How, you ask? Or perhaps more importantly, why?
It’s the same question I posed to a friend when we were discussing fall quarter registration. For a little while he entertained the notion of a 19-unit load, along with his two part-time jobs and his extracurricular involvement.
“Why in the name of sanity would you do that to yourself?”
Because we as Cal Poly students, being of the brightest and most motivated minds, should be able to multi-task, piece of cake, no sweat. Right?
Of course, we’re all here to augment our educations, gain practical skill to survive in that mythical “real world” that exists beyond the boundaries of campus, and heaven forbid, learn something. But all academia aside, the expectation to find “the One” during one’s college years isn’t easily ignored.
How else are you going to find “the One” if you don’t try?
A Ms. Pearson, physics and mathematics junior, expressed concern recently in a Letter to the Editor on the extinction of dating.
Well, Staci, I’m aboard – count me in on the movement to rescue dating from the endangered species list.

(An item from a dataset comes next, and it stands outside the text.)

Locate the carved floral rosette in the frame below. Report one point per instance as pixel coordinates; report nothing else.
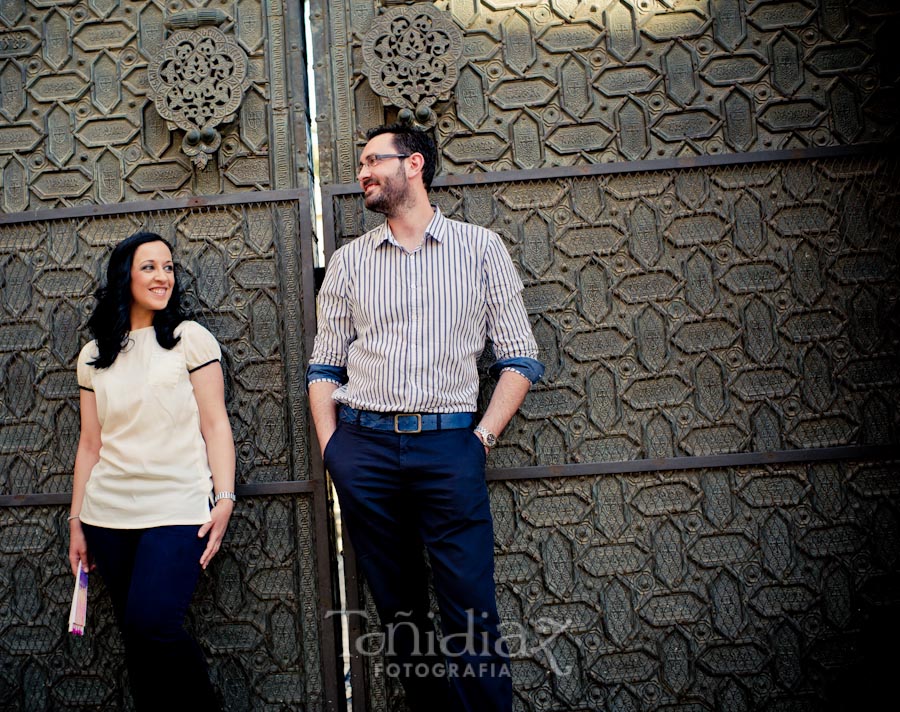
(197, 82)
(411, 56)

No matter what your class standing or your status, from freshman “Single” to super-senior “In a Relationship,” or as facebook puts it, “It’s Complicated,” the entities that are dating and relationships are real, and live on this campus, in this college town, too. Throughout the life of this column I hope to gain some insight on the enigma of romantic relationships, and I invite you to join me.
So I’ve decided to jump into my third year of college with a 30-pound backpack. As I am one of small stature and low upper body strength, and my skill with double-dutch isn’t outstanding, I’m certain it’s going to take quite a bit of energy and emotional resources. But hey, I’m a Cal Poly student – I welcome a challenge.
Sarah Carbonel is an English and psychology junior.